Polska poezja

Wiersze po polsku



SPRÓBUJ BYĆ BOGIEM

Mieszając trzy gatunki herbaty w blaszanym pudełku,
Kiedy czas zatrzymał się w miejscu
Nienajlepiej wybranym, błotnistym, o trupim zapaszku,
W miejscu, w którym wyjąłem z ładnej czarnej koperty
Ostry i dość głupi list od Anny Marii, i trochę skrzywdzony,
Oddawszy się w opiekę tej puszce, tej herbacie, zacząłem
Swoim zwyczajem nie istnieć na wypadek żalu,
Zasnąłem w swoim wnętrzu jak kamień, zwłaszcza kamień w ziemi.

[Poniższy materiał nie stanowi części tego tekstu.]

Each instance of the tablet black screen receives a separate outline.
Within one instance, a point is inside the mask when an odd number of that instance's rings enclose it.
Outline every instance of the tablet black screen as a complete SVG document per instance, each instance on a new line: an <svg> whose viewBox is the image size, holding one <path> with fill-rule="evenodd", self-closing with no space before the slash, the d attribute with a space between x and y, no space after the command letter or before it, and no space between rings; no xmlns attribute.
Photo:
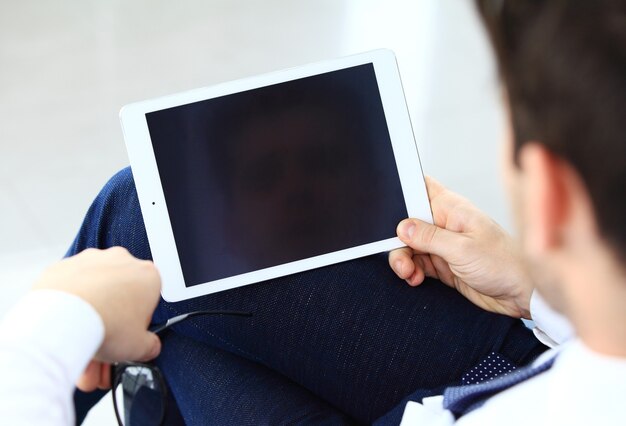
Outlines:
<svg viewBox="0 0 626 426"><path fill-rule="evenodd" d="M146 118L187 286L391 238L407 217L372 64Z"/></svg>

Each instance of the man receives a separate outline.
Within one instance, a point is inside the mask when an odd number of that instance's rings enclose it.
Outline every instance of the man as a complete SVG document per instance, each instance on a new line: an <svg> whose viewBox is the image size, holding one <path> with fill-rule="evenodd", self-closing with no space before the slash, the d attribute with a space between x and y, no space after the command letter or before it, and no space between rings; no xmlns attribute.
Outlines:
<svg viewBox="0 0 626 426"><path fill-rule="evenodd" d="M620 408L626 396L626 3L479 6L505 83L512 123L507 180L533 279L509 281L508 288L487 284L491 273L476 281L476 271L486 271L484 259L467 254L474 250L472 226L482 226L458 206L461 211L435 218L441 228L401 224L399 234L414 251L390 259L410 284L424 273L437 276L477 305L511 316L532 311L532 283L578 338L556 359L542 357L546 367L535 364L546 372L477 401L480 408L468 407L466 416L455 393L446 392L423 406L409 404L405 419L451 422L453 412L460 424L620 424L626 419ZM437 215L439 208L433 210Z"/></svg>
<svg viewBox="0 0 626 426"><path fill-rule="evenodd" d="M478 3L510 111L504 161L527 262L488 217L429 180L435 225L403 221L408 248L389 255L409 286L373 256L161 302L155 322L199 308L254 312L249 324L198 319L164 338L157 364L188 424L624 422L626 4ZM70 254L111 245L150 257L128 170ZM555 349L544 352L519 317ZM81 386L105 384L101 371Z"/></svg>

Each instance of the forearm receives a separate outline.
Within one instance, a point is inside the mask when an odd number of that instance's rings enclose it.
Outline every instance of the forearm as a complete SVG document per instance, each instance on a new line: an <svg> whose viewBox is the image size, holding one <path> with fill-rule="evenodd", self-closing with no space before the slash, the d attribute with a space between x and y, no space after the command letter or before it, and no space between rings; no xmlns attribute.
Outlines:
<svg viewBox="0 0 626 426"><path fill-rule="evenodd" d="M104 337L95 310L76 296L33 291L0 324L3 422L74 423L74 383Z"/></svg>

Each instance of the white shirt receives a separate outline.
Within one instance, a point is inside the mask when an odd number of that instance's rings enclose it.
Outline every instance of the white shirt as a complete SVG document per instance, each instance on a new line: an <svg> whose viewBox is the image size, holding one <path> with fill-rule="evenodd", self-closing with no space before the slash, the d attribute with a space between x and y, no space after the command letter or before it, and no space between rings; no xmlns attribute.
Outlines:
<svg viewBox="0 0 626 426"><path fill-rule="evenodd" d="M104 324L87 302L30 292L0 323L0 423L73 425L75 382L103 338Z"/></svg>
<svg viewBox="0 0 626 426"><path fill-rule="evenodd" d="M553 347L535 364L560 352L551 369L488 399L457 422L443 408L442 396L409 402L402 425L626 425L626 359L587 348L536 293L531 312L535 335Z"/></svg>

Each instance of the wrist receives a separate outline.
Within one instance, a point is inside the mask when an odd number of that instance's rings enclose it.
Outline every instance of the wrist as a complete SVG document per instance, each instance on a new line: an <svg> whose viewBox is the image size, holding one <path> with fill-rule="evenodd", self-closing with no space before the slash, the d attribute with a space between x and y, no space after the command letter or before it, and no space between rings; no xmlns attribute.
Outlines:
<svg viewBox="0 0 626 426"><path fill-rule="evenodd" d="M511 271L514 275L513 288L515 289L512 301L515 304L519 318L531 319L530 312L530 299L535 290L535 284L533 282L528 265L524 260L518 244L511 241L514 246L512 249L513 257L510 259Z"/></svg>
<svg viewBox="0 0 626 426"><path fill-rule="evenodd" d="M517 305L520 318L527 320L532 319L532 315L530 314L530 295L528 297L520 298L515 303Z"/></svg>
<svg viewBox="0 0 626 426"><path fill-rule="evenodd" d="M513 298L513 303L517 308L519 318L532 319L530 311L530 299L535 290L535 286L530 280L530 277L523 274L516 285L518 293Z"/></svg>

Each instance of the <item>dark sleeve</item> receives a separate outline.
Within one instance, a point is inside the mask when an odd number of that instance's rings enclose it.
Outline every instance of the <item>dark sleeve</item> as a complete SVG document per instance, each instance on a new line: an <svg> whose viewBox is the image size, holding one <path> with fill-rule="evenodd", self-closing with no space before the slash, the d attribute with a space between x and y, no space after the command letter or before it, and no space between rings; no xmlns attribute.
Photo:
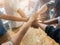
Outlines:
<svg viewBox="0 0 60 45"><path fill-rule="evenodd" d="M60 29L56 29L54 32L54 40L60 44Z"/></svg>
<svg viewBox="0 0 60 45"><path fill-rule="evenodd" d="M52 38L53 38L54 31L55 31L55 28L53 26L47 26L45 30L47 35L49 35Z"/></svg>
<svg viewBox="0 0 60 45"><path fill-rule="evenodd" d="M54 28L53 26L47 26L45 32L60 44L60 29Z"/></svg>
<svg viewBox="0 0 60 45"><path fill-rule="evenodd" d="M46 4L47 4L47 6L48 6L49 9L55 7L55 2L50 1L50 2L48 2Z"/></svg>

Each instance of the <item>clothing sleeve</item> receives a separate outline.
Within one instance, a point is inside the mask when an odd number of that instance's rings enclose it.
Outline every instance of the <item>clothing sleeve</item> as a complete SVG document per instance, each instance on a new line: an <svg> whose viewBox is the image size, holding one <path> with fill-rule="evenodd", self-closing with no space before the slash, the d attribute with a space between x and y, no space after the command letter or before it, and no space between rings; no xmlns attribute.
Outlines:
<svg viewBox="0 0 60 45"><path fill-rule="evenodd" d="M53 26L47 26L45 32L48 36L60 44L60 28L57 29Z"/></svg>
<svg viewBox="0 0 60 45"><path fill-rule="evenodd" d="M50 1L50 2L48 2L46 4L47 4L49 9L55 7L55 2L54 1Z"/></svg>
<svg viewBox="0 0 60 45"><path fill-rule="evenodd" d="M2 15L3 14L3 12L2 11L0 11L0 15Z"/></svg>
<svg viewBox="0 0 60 45"><path fill-rule="evenodd" d="M13 43L12 43L12 41L8 41L8 42L1 44L1 45L13 45Z"/></svg>
<svg viewBox="0 0 60 45"><path fill-rule="evenodd" d="M54 31L55 31L55 28L53 26L47 26L45 30L47 35L49 35L52 38L53 38Z"/></svg>
<svg viewBox="0 0 60 45"><path fill-rule="evenodd" d="M60 24L60 16L58 17L58 24Z"/></svg>

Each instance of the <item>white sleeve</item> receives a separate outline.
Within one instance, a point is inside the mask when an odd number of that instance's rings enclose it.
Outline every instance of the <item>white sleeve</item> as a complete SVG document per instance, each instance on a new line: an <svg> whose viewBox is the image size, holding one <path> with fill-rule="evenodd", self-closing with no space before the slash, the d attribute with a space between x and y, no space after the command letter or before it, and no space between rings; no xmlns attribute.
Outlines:
<svg viewBox="0 0 60 45"><path fill-rule="evenodd" d="M60 16L58 17L58 24L60 24Z"/></svg>
<svg viewBox="0 0 60 45"><path fill-rule="evenodd" d="M0 15L6 14L5 8L0 8Z"/></svg>
<svg viewBox="0 0 60 45"><path fill-rule="evenodd" d="M8 43L8 45L13 45L13 43L11 42L11 41L9 41L9 42L7 42Z"/></svg>
<svg viewBox="0 0 60 45"><path fill-rule="evenodd" d="M12 43L12 41L8 41L8 42L3 43L3 44L1 44L1 45L13 45L13 43Z"/></svg>
<svg viewBox="0 0 60 45"><path fill-rule="evenodd" d="M0 15L2 15L3 14L3 12L2 11L0 11Z"/></svg>

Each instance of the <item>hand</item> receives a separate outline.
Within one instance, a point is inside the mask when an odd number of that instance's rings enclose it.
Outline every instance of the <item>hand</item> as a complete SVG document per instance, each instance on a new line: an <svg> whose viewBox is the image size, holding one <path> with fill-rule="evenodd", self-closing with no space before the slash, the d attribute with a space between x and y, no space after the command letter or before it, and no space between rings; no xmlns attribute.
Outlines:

Spróbuj być Bogiem, powiedziała pierwsza
Napotkana istota nawijając na palec
Gumki moich nerwów. Stań w tym samym świetle
Co tamten koń pasący się pod rozgrzaną kulą.
Bądź jak zwierzę i gwiazda rzucone w jedno ciało.
Podnieś z ziemi biały kamyk w kształcie łódki,
Zawsze odtąd noś go przy sobie.
Zobacz, jak kobieta doznaje rozkoszy,
Jak rzeka znajduje wytchnienie w morzu.
Pisz wiersze przeciw czołgom, wiersze oczyszczające ścieki przemysłowe.
Przyjrzyj się z bliska świecącemu oku ćmy.
Pozwól pociągowi. Niech cię zabierze do miasta,
Nie stawiaj oporu choć miasto się mierzi.
Z zamkniętymi oczami wejdź do rzeki samochodów
– urodzisz wyspę pełną ptasiego krzyku klaksonów.
Wyjedź gdzieś niedaleko, zza szyby autobusu
Popatrz na ładnych chłopców i nadprzyrodzone dziewczęta
Wychodzące ze szkoły nr 8 im. Curie-Skłodowskiej
W Krotoszynie. Zachowaj spokój, spokój.
Powietrze potrzebuje czasu, by dostosować się do twojego kształtu,
Obudować cię jak masa perłowa, zamknąć jak w bursztynie.

91.06.13


1 Star2 Stars3 Stars4 Stars5 Stars (2 votes, average: 4,50 out of 5)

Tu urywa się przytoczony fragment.